Scientists may have discovered a lost continent

We might have to rethink our models of ancient Earth.

Dominic Sansoni/Majority World/UIG via Getty Images

As much as we humans think we know about Earth's ancient composition, it's clear we have a lot to learn. Researchers now say they have evidence of a lost continent, Mauritia. The team found rocks on Mauritius with embedded zircon crystals that were almost 2 billion years old, or far older than the island itself ("just" 9 million years old) -- a hint that there's a continental crust lurking miles underneath. Most likely, the crystals were carried up to the surface by volcanic magma.

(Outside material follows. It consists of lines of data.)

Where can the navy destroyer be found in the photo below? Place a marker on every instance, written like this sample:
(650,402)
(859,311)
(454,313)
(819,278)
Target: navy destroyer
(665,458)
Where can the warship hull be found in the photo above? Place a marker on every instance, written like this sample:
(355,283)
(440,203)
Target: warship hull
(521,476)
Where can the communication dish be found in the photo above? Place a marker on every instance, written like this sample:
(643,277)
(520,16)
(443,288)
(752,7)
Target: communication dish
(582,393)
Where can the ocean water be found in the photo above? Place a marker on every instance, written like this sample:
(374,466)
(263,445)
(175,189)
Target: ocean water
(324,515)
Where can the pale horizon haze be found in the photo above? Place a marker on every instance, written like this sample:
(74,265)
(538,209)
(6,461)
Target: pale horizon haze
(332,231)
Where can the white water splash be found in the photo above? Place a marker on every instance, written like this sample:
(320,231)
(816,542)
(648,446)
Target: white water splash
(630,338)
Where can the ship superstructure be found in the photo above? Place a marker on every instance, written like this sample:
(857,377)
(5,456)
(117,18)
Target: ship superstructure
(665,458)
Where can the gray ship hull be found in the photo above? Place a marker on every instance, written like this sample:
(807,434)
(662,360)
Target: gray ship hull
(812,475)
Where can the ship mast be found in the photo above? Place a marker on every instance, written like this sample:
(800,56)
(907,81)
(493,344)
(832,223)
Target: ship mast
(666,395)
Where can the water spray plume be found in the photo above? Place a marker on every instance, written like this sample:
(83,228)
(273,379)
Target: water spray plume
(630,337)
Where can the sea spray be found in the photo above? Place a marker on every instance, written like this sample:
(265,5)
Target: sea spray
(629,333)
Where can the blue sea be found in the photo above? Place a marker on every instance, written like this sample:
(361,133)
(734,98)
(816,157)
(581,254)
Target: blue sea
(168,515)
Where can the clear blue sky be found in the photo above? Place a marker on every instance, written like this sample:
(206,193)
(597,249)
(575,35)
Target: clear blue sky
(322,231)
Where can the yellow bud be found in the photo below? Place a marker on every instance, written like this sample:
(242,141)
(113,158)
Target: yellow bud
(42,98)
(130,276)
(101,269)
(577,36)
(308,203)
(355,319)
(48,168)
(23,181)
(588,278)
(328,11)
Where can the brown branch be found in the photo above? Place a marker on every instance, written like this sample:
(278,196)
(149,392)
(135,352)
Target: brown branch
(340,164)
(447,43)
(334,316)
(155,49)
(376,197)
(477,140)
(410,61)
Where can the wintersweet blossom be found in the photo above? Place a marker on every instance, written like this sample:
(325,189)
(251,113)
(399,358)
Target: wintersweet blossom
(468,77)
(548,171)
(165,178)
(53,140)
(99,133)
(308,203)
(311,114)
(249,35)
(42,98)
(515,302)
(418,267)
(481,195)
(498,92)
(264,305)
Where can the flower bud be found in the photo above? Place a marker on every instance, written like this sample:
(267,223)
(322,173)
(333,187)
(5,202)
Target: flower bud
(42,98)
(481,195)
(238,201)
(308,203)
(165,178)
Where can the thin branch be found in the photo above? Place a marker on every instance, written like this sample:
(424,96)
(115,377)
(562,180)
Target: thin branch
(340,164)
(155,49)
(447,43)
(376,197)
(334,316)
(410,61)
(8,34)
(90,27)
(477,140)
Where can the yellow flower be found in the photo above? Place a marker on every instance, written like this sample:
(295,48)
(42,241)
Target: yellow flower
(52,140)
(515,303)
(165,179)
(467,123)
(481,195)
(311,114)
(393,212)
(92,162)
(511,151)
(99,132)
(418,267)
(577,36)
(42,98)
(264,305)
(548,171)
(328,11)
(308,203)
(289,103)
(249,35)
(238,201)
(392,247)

Not surprisingly, the discoverers don't know much more about Mauritia besides its location in what's now the Indian Ocean. There are a few clues, as Popular Science notes: the crystals are similarly aged to those in Madagascar, suggesting that the modern-day island may have been connected to Mauritia in the distant past. It's entirely possible that the continent might have come to be when the supercontinent Gondwana broke up.

There would be much more work necessary to piece together what happened, and that may be difficult when Mauritia is likely scattered in pieces across the ocean floor. Even if the work stops here, though, it's still important -- it suggests that continental breakups are more complex than expected, and that Earth may be in for some surprises in the long run.